Re: [PATCH 6/8] io_uring/net: support multishot for send

Jens Axboe <axboe@xxxxxxxxx> · Mon, 26 Feb 2024 14:27:44 -0700

On 2/26/24 1:51 PM, Pavel Begunkov wrote:
> On 2/26/24 20:12, Jens Axboe wrote:
>> On 2/26/24 12:21 PM, Pavel Begunkov wrote:
>>> On 2/26/24 19:11, Jens Axboe wrote:
>>>> On 2/26/24 8:41 AM, Pavel Begunkov wrote:
>>>>> On 2/26/24 15:16, Jens Axboe wrote:
>>>>>> On 2/26/24 7:36 AM, Pavel Begunkov wrote:
>>>>>>> On 2/26/24 14:27, Jens Axboe wrote:
>>>>>>>> On 2/26/24 7:02 AM, Dylan Yudaken wrote:
>>>>>>>>> On Mon, Feb 26, 2024 at 1:38?PM Jens Axboe
> ...
>>>> I don't think that's true - if you're doing large streaming, you're
>>>> more likely to keep the socket buffer full, whereas for smallish
>>>> sends, it's less likely to be full. Testing with the silly proxy
>>>> confirms that. And
>>>
>>> I don't see any contradiction to what I said. With streaming/large
>>> sends it's more likely to be polled. For small sends and
>>> send-receive-send-... patterns the sock queue is unlikely to be full,
>>> in which case the send is processed inline, and so the feature
>>> doesn't add performance, as you agreed a couple email before.
>>
>> Gotcha, I guess I misread you, we agree that the poll side is more
>> likely on bigger buffers.
>>
>>>> outside of cases where pacing just isn't feasible, it's extra
>>>> overhead for cases where you potentially could or what.
>>>
>>> I lost it, what overhead?
>>
>> Overhead of needing to serialize the sends in the application, which may
>> include both extra memory needed and overhead in dealing with it.
> 
> I think I misread the code. Does it push 1 request for each
> send buffer / queue_send() in case of provided bufs?

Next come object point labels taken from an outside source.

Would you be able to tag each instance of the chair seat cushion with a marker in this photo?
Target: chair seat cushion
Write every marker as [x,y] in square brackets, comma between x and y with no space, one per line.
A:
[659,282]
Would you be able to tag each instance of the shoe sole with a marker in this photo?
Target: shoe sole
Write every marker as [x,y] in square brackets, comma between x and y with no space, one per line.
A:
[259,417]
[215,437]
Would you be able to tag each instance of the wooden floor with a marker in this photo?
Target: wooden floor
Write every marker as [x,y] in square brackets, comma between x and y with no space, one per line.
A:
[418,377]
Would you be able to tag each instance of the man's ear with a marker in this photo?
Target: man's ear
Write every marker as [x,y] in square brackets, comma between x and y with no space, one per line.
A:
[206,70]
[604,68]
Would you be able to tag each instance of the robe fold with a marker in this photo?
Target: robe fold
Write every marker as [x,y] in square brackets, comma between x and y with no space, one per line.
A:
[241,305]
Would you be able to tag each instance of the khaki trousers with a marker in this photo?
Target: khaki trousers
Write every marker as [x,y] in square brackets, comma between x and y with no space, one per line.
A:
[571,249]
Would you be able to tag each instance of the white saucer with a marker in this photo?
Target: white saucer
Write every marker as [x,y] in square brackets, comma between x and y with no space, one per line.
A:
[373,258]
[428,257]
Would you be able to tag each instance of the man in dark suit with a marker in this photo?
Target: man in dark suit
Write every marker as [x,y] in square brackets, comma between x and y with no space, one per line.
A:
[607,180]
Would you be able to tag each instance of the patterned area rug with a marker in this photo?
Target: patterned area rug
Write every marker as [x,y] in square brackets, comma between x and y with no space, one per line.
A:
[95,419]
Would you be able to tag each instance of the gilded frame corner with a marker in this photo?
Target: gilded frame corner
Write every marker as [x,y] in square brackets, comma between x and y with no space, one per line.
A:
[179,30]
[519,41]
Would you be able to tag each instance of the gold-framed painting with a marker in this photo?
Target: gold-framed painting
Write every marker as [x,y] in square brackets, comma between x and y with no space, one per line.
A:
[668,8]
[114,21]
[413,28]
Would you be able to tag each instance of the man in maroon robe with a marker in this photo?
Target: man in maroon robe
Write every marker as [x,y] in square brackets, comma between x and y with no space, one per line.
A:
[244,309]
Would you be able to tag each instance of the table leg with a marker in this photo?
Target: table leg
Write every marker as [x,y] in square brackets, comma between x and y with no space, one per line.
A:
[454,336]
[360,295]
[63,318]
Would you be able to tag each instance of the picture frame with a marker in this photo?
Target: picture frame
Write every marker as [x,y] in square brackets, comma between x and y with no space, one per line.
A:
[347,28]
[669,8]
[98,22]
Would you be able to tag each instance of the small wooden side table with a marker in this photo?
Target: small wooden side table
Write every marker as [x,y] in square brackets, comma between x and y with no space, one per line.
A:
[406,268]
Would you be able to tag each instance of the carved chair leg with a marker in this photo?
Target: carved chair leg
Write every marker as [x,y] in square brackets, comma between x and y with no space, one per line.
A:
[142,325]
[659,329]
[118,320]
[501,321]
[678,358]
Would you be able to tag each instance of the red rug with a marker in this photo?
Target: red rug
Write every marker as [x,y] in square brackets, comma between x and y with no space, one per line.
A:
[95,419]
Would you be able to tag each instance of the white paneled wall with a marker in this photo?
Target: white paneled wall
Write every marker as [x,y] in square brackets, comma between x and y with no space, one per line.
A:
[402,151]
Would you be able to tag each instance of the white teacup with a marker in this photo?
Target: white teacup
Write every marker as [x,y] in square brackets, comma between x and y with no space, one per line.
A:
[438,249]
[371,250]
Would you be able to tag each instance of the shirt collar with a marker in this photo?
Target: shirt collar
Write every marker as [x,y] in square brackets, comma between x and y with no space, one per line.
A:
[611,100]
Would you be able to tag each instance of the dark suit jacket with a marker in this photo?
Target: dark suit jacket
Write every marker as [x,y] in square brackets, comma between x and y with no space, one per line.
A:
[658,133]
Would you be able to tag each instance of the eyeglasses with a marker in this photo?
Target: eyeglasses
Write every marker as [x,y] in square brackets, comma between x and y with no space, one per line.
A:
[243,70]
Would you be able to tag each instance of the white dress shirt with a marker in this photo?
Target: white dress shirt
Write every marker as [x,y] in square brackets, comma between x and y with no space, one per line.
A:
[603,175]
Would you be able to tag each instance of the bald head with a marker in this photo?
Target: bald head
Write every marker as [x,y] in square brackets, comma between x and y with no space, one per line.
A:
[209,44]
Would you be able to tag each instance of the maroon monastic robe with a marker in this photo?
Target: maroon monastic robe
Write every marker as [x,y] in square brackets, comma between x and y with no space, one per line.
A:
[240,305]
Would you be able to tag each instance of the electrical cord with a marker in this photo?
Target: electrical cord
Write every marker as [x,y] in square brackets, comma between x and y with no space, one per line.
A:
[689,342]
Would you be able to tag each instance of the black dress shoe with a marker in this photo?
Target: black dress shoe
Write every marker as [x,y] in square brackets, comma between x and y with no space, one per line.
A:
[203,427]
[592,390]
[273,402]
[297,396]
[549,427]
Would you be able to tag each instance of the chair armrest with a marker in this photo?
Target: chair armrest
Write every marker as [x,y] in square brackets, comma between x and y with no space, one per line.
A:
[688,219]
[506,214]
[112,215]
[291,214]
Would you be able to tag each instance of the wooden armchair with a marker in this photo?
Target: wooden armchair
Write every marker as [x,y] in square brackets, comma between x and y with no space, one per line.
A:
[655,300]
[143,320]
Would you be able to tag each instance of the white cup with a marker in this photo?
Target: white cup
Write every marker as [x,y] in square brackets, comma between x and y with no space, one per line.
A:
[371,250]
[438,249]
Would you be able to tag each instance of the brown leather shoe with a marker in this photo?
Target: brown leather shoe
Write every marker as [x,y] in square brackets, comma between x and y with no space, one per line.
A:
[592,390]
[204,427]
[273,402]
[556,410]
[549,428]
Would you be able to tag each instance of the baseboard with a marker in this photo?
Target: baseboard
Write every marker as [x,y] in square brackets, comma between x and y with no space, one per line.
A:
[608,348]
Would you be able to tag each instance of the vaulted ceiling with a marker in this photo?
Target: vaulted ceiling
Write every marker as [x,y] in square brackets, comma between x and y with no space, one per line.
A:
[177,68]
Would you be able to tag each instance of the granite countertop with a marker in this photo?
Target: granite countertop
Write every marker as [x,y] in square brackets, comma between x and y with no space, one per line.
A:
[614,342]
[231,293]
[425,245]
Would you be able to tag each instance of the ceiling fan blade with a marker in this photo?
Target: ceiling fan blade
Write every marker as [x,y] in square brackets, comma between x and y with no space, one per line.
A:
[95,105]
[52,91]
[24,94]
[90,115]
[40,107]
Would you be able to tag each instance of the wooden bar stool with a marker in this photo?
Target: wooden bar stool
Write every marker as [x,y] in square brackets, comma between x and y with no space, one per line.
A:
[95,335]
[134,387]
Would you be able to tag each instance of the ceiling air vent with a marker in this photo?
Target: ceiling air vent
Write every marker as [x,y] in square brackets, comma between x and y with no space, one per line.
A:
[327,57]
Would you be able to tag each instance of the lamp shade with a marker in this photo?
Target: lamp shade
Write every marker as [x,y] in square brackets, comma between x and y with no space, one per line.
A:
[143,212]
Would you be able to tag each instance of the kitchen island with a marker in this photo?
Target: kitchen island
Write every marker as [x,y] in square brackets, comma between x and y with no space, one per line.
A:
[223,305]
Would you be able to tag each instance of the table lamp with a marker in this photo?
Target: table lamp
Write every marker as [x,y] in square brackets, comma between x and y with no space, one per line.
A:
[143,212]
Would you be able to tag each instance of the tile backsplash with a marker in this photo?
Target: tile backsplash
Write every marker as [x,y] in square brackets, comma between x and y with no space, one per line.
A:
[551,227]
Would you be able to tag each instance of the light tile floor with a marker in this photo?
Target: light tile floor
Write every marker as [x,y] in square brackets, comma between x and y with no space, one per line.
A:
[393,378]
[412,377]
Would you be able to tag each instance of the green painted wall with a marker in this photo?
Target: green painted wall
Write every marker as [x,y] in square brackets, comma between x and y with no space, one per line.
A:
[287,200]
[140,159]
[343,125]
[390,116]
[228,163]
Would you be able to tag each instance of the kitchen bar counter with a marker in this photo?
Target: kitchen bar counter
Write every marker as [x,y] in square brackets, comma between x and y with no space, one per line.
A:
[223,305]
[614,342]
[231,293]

Right, that's the way it's currently setup. Per send (per loop), if
you're using provided buffers, it'll do a send per buffer. If using
multishot on top of that, it'll do one send per loop regardless of the
number of buffers.

> Anyway, the overhead of serialisation would be negligent.
> And that's same extra memory you keep for the provided buffer
> pool, and you can allocate it once. Also consider that provided
> buffers are fixed size and it'd be hard to resize without waiting,
> thus the userspace would still need to have another, userspace
> backlog, it can't just drop requests. Or you make provided queues
> extra large, but it's per socket and you'd wasting lots of memory.
> 
> IOW, I don't think this overhead could anyhow close us to
> the understanding of the 30%+ perf gap.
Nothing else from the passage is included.